As a final thought, it is essential to maintain continuous improvement in food service, such as conducting studies presented in this paper or consulting others already published in various scientific journals,19,20 and by gathering patients’ opinions and evaluating their characteristics.21–23 These two items should be the backbone of the changes deemed necessary for the food system to meet the needs of the patient and the current characteristics of the centre. Thus, new production systems can be developed, such as ‘Stemplicity’24 in the UK: this system is based on semi-preparative and individualized plating in a central kitchen with all the dishes that are on a free choice menu. The storage temperature is set at <5°C, and food is served at the time of intake at refrigerator temperature (for those dishes consumed in cold) and by terminating the heat (for hot meals) up to 75°C in a powerful microwave located in every ward of the hospital. For heating, the plate is coated with a plastic film, which prevents dehydration of the product and maintains the temperature until consumption. Since the plates are stored under the centre's own cooling system, Stemplicity allows the patient to choose pre-intake hours and the desired dishes in each meal. In addition, the system provides food safety throughout the process until the food arrives for the patient.

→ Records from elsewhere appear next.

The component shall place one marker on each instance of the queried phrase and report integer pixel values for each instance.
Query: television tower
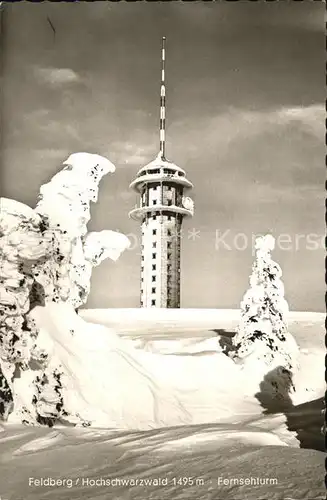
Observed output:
(161, 209)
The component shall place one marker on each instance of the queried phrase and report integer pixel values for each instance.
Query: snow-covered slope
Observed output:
(233, 439)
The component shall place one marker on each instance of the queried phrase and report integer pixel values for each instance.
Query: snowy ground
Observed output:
(201, 439)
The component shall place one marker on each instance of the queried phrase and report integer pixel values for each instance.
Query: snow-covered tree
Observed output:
(262, 334)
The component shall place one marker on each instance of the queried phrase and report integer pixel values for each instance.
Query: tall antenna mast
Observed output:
(163, 102)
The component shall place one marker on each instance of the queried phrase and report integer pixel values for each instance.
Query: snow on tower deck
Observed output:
(161, 210)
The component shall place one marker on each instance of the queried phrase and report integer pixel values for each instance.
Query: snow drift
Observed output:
(58, 368)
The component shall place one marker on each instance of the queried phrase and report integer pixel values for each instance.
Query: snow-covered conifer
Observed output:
(262, 333)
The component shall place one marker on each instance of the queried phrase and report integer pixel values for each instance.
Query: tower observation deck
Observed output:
(162, 207)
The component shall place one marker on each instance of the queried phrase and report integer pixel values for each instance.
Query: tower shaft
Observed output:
(161, 209)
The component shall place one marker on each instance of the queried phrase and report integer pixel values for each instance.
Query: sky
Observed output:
(245, 120)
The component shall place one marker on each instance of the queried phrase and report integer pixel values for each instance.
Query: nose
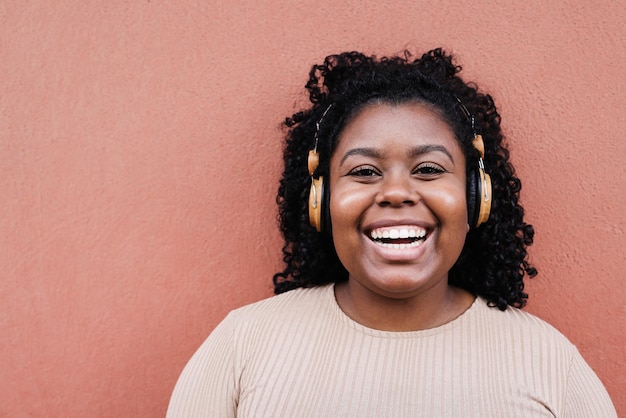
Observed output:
(397, 190)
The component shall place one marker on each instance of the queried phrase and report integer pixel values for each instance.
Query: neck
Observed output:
(413, 313)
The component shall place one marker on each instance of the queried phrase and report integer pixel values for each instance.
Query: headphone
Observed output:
(478, 187)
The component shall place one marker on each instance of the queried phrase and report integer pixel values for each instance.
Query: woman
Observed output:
(405, 256)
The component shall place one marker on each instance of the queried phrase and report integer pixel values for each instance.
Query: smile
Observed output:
(398, 237)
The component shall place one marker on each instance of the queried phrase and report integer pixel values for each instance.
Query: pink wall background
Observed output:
(140, 154)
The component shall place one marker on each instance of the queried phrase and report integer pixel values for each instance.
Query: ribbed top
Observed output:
(298, 355)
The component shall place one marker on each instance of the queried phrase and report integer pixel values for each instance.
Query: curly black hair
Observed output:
(493, 261)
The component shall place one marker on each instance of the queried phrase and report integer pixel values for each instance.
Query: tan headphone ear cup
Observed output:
(315, 203)
(484, 197)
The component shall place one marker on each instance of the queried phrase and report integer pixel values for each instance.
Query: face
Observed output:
(397, 200)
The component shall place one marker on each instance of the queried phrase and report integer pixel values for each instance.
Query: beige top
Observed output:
(298, 355)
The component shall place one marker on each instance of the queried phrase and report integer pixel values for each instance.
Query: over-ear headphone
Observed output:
(318, 195)
(478, 188)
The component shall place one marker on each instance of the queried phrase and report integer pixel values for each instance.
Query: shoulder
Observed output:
(293, 306)
(524, 329)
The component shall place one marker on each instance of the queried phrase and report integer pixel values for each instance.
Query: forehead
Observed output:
(408, 124)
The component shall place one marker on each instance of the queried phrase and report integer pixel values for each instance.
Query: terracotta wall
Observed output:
(140, 153)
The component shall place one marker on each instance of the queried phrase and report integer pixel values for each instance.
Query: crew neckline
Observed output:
(351, 323)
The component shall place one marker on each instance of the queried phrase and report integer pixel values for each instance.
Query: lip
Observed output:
(398, 253)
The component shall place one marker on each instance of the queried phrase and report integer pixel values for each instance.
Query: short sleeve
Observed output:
(208, 386)
(585, 395)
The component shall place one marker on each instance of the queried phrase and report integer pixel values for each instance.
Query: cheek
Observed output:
(451, 205)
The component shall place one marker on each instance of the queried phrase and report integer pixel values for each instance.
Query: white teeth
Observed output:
(400, 246)
(398, 233)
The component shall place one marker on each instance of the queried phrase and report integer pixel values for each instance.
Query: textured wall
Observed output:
(140, 152)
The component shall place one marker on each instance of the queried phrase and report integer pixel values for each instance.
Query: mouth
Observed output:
(398, 237)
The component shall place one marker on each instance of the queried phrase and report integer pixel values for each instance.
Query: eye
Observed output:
(364, 171)
(429, 170)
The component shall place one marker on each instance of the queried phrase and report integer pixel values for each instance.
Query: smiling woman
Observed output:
(404, 268)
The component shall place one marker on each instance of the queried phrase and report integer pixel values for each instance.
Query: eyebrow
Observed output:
(412, 153)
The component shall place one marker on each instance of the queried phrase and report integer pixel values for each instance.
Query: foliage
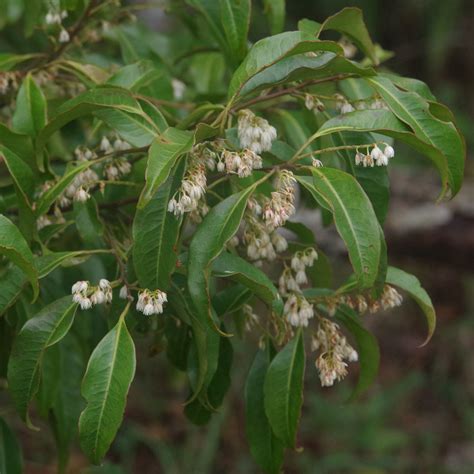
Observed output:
(157, 176)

In conclusion, chilled kitchen systems could increase the energy and protein intake in hospitalized patients in comparison to traditional kitchens, which is particularly necessary for malnourished patients.

Financial support

All the authors would like to thank also the following institutions which founded the study are: Department of Education, Spanish Government. FPU AP 2007-02026. Gerencia Regional de Salud de la Junta de Castilla y León “SACYL GRS 327/B/08”. Gerencia Regional de Salud de la Junta de Castilla y León “SACYL GRS 528/B/10”. Gerencia Regional de Salud de la Junta de Castilla y León “SACYL GRS 811/A/13”.

Conflict of interest

All the authors declare they have no competing financial interests in relation to the work described herein.

Acknowledgments

We are really thankful to Prof. Marinos Elia (University of Southampton-UK) for his generous collaboration on technical advice of this study.